Research Unit5 Islamic
History and Culture
The abstract of her Report is as follows
Pilgrimage sites in the early Ottoman state: the problem of
interrelation of Islam and Christianity
- The conquest of Asia Minor by the Muslim Seljuqid dynasty in
the eleventh century and the emergence of Turkic principalities
here in the thirteenth century, which were formed after the Mongol
invasion to Asia Minor, contributed to the creation in this region
of a special type of religious culture in which Islam and
Christianity not only co-existed, but influenced each other
greatly.
- The main channel of the considerable religious and cultural
interrelation, which took place in this region, were Sufi orders
(tariqat) and Sufi teachings which embraced numerous elements of
ancient cults, mythology, and popular beliefs characteristic of
Asia Minor.
- The saintworship, as well as pilgrimage to the saints shrines,
occupied a significant place in this Muslim-Christian symbiosis.
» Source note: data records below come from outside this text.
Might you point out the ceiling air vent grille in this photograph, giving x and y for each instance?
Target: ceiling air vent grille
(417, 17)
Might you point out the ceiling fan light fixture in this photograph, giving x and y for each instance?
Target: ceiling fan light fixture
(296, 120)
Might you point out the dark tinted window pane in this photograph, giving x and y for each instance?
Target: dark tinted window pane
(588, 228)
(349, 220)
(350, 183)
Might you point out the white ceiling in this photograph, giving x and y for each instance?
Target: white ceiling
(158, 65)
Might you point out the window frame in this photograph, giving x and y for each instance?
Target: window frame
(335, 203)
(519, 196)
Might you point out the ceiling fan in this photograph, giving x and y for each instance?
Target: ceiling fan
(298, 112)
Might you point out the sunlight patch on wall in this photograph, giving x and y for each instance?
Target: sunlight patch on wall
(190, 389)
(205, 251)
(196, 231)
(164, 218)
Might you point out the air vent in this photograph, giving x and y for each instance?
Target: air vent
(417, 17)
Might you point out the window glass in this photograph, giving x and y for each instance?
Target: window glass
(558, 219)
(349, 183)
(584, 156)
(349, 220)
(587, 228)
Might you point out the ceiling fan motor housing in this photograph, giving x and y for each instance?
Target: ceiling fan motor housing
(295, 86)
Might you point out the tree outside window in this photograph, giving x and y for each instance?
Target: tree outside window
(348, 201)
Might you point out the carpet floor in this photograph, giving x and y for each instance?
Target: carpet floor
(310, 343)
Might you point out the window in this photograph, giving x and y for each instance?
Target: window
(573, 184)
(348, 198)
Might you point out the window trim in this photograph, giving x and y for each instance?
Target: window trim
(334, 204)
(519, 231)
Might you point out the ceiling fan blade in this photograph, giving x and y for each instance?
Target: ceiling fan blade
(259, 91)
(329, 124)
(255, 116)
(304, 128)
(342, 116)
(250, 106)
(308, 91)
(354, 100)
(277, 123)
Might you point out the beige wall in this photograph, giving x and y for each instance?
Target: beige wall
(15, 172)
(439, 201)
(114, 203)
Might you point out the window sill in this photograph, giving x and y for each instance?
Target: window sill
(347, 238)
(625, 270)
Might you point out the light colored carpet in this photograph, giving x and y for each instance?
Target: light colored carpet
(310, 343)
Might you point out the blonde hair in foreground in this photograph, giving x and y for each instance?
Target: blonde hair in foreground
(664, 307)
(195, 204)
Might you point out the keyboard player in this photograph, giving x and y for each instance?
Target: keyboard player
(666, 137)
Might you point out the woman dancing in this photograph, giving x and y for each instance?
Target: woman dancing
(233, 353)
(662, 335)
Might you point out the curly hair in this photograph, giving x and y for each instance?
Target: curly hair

Derivated from the ancestors cult, the pilgrimage to the tombs of
saints was greatly developed by the Muslims who had elaborated,
within Sufi teachings, the whole doctrine of saintship and its
miraculous effect on the lives of the true believers.
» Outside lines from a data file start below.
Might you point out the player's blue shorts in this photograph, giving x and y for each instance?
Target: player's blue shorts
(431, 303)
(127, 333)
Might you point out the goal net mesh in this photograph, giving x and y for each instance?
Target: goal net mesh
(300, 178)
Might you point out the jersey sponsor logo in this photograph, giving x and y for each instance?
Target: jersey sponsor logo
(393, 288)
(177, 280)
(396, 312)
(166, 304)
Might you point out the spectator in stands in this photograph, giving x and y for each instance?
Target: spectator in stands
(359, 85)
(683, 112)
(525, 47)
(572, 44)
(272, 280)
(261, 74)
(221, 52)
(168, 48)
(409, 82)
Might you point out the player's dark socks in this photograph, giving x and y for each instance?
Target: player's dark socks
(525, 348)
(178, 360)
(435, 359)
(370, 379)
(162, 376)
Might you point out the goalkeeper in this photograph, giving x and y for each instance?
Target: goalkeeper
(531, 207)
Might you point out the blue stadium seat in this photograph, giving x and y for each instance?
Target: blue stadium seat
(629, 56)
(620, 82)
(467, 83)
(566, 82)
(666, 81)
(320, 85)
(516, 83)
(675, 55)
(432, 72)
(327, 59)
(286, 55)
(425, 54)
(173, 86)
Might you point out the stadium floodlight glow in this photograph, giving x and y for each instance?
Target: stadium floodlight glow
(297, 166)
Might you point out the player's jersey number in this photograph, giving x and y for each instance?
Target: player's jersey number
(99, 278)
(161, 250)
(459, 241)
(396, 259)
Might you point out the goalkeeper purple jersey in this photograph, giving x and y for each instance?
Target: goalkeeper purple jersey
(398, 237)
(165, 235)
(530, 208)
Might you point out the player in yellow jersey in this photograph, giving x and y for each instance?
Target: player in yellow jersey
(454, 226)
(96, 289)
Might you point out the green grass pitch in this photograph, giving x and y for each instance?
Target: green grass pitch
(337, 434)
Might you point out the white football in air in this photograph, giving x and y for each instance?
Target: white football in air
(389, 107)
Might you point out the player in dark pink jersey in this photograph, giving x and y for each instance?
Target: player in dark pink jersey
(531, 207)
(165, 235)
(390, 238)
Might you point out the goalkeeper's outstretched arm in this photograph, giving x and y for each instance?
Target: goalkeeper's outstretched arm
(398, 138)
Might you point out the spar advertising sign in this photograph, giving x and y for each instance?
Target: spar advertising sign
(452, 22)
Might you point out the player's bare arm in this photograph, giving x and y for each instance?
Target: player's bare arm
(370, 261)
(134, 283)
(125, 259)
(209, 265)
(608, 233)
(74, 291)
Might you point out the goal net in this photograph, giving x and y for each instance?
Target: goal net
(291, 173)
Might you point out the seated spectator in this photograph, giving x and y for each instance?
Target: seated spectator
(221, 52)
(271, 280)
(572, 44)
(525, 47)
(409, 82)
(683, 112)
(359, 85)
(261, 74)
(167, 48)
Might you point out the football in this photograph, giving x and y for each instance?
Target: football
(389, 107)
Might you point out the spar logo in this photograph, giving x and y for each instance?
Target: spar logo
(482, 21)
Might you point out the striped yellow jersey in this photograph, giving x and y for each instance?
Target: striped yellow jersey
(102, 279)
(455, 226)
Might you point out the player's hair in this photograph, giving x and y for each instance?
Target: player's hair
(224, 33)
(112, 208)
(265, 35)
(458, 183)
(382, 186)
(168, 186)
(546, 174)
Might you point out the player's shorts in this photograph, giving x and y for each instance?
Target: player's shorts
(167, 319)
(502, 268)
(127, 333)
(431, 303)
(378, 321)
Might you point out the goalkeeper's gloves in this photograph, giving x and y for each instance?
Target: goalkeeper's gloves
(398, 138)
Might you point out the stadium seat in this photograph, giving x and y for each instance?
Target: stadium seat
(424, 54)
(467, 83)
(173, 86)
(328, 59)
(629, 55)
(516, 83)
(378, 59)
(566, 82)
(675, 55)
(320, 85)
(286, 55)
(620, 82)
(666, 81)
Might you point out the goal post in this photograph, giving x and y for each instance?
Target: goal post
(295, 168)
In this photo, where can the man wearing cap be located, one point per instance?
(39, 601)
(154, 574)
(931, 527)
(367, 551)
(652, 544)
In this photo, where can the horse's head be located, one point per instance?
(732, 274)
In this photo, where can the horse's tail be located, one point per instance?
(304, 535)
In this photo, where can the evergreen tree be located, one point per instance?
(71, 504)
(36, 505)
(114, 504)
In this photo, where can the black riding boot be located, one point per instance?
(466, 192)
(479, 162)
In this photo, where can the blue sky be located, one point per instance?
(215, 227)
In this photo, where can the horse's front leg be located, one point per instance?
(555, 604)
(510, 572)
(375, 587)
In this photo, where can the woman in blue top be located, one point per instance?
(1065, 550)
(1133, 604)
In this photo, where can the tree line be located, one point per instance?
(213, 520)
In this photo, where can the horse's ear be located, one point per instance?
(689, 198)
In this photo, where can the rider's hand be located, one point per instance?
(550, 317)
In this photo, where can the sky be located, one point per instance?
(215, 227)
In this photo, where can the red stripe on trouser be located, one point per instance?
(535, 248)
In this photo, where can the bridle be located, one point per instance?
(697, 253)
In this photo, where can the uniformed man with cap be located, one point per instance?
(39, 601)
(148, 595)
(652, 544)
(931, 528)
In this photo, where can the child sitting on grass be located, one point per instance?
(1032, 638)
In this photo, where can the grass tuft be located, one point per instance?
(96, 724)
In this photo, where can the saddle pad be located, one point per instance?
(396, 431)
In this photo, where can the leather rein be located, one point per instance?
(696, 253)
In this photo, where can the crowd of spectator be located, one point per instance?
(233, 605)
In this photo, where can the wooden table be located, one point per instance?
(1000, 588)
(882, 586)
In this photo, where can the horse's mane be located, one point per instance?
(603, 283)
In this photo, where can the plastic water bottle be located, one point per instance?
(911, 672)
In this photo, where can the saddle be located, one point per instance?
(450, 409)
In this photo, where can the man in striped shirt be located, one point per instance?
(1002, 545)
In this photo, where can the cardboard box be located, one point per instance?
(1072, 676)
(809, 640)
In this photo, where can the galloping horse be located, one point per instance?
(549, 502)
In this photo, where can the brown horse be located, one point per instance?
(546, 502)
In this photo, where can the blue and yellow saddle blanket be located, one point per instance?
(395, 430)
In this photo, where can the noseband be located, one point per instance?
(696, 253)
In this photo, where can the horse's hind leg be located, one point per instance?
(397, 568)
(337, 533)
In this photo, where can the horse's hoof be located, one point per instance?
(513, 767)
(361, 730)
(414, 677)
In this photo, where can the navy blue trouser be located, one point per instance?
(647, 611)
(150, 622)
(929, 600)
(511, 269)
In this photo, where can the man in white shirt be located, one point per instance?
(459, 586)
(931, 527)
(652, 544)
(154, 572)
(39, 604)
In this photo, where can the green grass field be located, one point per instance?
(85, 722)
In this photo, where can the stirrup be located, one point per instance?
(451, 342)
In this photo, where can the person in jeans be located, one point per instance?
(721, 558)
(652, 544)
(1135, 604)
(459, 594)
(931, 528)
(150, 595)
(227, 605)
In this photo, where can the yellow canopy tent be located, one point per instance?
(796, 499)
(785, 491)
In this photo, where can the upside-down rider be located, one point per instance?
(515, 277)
- Despite the phenomenon has been vastly elucidated by many
Islamicists, saintworship and pilgrimage to saints tombs, being
regarded from the historical viewpoint, namely, in the connection
with the early history of the Ottoman state, enable the scholar to
reveal not only the substratum components of the tradition of
saintworship, but also the concrete forms and contents of this
religious practice in the epoch of most close interrelation of
Islam and Christianity in the Ottoman lands of Asia Minor.